Weekend Reading – Bitcoin ETFs, Dogecoin creator cashes in, dividend raises, best places to live and more!

Weekend Reading – Bitcoin ETFs, Dogecoin creator cashes in, dividend raises, best places to live and more!

Hey All,

Welcome to my latest Weekend Reading edition, highlighting some of my favourite articles from the week that was across the personal finance and investing blogosphere.

Just in case you missed last week’s edition you can find it below!

Weekend Reading – Bumble billionaires, best brokerages, RRSP vs.
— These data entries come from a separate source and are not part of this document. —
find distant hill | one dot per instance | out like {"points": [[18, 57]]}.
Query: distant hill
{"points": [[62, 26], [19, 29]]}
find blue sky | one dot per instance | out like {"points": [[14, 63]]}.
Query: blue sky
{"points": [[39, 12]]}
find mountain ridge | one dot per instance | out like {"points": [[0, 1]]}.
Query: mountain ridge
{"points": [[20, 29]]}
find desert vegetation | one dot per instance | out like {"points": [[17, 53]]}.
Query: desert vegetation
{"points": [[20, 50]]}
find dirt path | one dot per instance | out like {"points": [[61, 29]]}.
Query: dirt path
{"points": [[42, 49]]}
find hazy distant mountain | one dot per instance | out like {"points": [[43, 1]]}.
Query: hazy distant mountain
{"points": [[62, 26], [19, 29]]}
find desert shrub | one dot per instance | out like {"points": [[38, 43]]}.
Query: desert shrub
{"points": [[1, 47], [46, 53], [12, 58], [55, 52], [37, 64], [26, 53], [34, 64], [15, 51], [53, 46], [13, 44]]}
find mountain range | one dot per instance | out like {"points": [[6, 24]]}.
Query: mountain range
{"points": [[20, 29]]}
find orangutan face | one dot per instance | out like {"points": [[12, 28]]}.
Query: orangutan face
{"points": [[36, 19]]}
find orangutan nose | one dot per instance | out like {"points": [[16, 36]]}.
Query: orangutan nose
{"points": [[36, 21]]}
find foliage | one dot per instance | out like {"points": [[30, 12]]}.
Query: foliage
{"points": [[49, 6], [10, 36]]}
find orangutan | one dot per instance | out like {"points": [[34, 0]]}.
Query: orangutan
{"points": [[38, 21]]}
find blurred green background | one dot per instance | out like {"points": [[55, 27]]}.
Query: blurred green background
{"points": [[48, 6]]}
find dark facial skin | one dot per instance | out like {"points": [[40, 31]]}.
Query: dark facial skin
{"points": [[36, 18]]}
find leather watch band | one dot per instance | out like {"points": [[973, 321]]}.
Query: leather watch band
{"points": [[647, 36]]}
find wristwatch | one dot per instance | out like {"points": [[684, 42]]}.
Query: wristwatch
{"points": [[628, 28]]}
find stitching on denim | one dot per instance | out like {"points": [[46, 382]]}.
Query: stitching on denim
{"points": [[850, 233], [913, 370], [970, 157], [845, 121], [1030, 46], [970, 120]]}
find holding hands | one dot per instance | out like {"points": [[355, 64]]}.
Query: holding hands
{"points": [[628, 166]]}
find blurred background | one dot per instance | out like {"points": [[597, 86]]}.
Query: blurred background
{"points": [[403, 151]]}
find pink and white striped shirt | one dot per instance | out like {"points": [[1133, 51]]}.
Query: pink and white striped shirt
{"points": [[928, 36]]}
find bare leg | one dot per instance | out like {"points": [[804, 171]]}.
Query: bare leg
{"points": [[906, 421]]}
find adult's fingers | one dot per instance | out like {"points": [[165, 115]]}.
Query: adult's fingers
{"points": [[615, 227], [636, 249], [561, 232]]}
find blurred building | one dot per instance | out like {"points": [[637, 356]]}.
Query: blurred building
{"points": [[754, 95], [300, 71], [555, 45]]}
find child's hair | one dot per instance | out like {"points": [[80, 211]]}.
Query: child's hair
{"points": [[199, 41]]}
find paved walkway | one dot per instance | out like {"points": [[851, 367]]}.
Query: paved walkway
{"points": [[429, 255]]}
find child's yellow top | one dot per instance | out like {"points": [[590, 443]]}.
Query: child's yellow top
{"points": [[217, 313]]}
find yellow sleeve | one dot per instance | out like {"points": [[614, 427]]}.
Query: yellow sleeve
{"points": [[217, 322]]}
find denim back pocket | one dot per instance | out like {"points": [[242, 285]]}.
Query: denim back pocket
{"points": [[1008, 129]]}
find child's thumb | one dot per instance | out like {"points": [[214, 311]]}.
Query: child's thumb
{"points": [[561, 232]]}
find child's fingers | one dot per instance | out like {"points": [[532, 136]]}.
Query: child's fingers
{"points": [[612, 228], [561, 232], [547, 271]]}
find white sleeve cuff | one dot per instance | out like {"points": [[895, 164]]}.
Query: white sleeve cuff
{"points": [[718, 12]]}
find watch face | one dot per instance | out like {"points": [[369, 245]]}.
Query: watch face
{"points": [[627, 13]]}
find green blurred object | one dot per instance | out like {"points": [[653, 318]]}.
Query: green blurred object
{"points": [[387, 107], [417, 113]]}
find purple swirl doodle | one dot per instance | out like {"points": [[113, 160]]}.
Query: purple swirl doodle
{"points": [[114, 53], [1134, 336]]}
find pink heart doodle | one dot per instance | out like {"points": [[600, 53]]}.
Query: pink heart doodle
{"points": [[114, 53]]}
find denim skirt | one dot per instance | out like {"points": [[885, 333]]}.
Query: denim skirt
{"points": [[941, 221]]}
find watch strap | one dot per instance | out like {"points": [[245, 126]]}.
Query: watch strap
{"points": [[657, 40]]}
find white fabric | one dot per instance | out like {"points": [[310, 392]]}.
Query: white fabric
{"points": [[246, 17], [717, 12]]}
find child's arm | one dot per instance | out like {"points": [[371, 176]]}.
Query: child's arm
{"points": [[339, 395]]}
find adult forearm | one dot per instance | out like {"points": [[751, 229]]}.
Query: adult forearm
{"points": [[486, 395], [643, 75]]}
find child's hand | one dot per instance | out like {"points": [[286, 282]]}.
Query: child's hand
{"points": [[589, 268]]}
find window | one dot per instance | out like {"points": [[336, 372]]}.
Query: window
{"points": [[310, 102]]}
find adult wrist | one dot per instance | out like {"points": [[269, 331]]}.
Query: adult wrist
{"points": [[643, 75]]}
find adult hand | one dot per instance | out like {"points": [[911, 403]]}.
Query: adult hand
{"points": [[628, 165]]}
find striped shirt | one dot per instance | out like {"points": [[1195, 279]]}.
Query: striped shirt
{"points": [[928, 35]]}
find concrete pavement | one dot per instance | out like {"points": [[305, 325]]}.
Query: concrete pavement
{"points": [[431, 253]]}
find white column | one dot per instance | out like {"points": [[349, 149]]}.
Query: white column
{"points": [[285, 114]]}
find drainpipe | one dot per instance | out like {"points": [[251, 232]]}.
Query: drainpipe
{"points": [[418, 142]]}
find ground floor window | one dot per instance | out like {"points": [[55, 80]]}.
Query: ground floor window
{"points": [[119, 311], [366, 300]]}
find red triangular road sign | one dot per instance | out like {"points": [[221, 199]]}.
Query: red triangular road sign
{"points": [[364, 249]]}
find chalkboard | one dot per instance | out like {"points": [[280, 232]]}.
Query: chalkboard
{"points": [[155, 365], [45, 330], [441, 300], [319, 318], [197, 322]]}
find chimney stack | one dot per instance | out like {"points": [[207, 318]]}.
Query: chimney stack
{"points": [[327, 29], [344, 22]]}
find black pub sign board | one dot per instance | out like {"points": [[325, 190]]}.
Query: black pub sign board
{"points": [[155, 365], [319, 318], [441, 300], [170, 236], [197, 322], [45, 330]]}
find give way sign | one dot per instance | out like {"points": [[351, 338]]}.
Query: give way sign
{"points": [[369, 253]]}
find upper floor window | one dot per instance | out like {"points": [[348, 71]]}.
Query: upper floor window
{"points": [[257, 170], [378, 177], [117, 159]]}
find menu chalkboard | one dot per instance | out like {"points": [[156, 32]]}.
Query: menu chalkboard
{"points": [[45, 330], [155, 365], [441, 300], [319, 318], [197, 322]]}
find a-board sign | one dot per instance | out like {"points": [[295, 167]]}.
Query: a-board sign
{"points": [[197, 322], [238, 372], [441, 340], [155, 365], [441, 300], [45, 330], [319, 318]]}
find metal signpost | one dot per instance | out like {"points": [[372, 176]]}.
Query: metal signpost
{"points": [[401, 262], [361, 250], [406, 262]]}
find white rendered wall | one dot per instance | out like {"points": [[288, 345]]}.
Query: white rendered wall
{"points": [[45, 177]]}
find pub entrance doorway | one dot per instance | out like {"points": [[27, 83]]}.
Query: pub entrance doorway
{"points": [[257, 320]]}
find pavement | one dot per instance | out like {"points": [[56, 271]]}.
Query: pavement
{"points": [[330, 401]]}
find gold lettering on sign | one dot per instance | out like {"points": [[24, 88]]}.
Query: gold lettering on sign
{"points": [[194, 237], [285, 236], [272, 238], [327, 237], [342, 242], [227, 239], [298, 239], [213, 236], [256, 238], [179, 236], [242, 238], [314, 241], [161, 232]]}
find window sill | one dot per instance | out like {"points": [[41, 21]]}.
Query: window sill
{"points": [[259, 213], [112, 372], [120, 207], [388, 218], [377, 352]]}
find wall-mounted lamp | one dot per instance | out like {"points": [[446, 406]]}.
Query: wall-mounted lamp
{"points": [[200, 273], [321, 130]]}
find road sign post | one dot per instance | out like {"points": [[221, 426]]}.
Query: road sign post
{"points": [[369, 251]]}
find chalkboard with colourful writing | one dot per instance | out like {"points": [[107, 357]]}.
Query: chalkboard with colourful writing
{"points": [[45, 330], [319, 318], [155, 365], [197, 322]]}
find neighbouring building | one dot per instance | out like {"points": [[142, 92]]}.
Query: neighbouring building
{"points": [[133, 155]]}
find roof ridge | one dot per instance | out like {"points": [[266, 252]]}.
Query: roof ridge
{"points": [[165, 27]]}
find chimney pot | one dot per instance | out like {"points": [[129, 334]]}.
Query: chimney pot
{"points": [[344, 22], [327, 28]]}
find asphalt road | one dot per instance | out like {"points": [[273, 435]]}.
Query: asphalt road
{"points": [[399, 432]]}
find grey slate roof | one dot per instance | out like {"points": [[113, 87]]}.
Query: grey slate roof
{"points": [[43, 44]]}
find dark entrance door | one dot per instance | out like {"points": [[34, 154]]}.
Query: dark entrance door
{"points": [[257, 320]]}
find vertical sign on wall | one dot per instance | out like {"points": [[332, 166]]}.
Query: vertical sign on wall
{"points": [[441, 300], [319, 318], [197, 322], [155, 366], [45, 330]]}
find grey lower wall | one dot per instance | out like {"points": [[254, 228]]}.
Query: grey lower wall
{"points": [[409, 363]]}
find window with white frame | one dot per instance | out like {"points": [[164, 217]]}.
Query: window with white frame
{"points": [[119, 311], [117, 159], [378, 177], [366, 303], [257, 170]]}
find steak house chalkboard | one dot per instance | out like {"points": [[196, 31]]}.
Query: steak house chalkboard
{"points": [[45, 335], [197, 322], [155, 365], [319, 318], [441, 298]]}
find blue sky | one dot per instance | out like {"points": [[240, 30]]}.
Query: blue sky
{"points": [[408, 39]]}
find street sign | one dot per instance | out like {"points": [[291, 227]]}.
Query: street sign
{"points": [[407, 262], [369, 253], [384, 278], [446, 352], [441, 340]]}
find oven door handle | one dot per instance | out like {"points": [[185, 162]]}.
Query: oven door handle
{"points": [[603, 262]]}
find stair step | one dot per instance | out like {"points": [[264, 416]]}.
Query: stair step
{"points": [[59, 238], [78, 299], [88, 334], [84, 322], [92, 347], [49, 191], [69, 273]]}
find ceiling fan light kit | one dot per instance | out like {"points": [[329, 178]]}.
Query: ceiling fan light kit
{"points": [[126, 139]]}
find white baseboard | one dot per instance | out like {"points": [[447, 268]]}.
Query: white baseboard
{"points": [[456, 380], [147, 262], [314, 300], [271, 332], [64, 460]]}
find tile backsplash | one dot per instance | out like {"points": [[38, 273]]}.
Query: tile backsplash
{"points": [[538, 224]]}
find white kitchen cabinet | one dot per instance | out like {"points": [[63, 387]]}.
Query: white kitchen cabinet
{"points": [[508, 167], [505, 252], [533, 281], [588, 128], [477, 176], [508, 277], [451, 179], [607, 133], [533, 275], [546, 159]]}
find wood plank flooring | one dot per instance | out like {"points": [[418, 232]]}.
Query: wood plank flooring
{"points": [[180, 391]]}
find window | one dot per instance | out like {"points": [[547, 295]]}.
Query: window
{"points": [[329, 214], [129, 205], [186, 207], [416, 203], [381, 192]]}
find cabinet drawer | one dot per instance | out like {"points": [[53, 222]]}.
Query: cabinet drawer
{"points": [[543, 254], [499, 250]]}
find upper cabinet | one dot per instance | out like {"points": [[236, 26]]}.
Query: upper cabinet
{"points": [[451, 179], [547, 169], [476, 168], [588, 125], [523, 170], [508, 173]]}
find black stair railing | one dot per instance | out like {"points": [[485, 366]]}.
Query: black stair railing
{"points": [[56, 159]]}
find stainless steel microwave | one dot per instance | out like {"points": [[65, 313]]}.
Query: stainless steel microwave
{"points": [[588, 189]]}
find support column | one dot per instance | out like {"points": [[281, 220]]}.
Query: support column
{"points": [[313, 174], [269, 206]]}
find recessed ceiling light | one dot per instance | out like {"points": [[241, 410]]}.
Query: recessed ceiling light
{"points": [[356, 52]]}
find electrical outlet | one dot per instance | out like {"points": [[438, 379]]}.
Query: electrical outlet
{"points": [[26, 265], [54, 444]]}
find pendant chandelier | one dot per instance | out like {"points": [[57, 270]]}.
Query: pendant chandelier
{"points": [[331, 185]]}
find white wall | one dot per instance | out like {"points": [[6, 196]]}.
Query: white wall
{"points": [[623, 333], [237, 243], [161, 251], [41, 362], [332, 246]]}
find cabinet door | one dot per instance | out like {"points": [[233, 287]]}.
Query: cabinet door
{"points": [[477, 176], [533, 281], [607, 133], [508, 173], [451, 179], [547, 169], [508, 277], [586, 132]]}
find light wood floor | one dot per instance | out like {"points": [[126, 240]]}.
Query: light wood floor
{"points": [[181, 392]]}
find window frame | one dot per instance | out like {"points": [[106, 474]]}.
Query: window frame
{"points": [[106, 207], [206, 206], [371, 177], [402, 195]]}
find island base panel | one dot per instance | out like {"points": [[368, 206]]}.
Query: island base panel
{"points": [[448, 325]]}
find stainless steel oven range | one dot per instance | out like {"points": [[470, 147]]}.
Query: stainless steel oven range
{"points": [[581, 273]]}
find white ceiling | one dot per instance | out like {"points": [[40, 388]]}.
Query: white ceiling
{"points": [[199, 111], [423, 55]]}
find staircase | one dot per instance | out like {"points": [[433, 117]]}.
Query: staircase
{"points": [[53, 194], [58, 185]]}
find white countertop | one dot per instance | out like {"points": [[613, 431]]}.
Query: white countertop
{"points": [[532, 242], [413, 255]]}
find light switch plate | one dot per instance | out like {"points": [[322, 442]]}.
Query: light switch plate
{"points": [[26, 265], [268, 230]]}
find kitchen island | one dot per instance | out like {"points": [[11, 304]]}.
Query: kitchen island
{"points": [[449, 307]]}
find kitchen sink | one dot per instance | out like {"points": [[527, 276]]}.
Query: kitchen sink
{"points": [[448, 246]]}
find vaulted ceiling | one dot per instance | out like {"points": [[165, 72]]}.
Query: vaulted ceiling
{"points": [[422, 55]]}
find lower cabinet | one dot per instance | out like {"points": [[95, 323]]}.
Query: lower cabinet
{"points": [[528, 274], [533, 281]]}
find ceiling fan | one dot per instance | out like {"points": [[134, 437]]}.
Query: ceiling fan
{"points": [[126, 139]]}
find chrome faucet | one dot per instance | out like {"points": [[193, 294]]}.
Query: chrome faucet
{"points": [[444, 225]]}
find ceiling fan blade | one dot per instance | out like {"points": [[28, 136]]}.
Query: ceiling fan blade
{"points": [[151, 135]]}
TFSA debates, retirement and more!

Leading off this Weekend Reading edition – what else – Bitcoin!

Bitcoin

As per various news releases, Purpose Investments Inc. launched the world’s first Bitcoin ETF, backed by physically settled Bitcoin, this week.

The Canadian dollar denominated ETF non-currency hedged units and U.S. dollar denominated ETF non-currency hedged units of Purpose Bitcoin ETF (the “ETF”) began trading recently on our TSX under tickers BTCC.B and BTCC.U, respectively. The money management fee is 1%. You can hold either the Canadian or U.S. version in your TFSA or RRSP. This ETF should provide liquidity as well should investors want that. 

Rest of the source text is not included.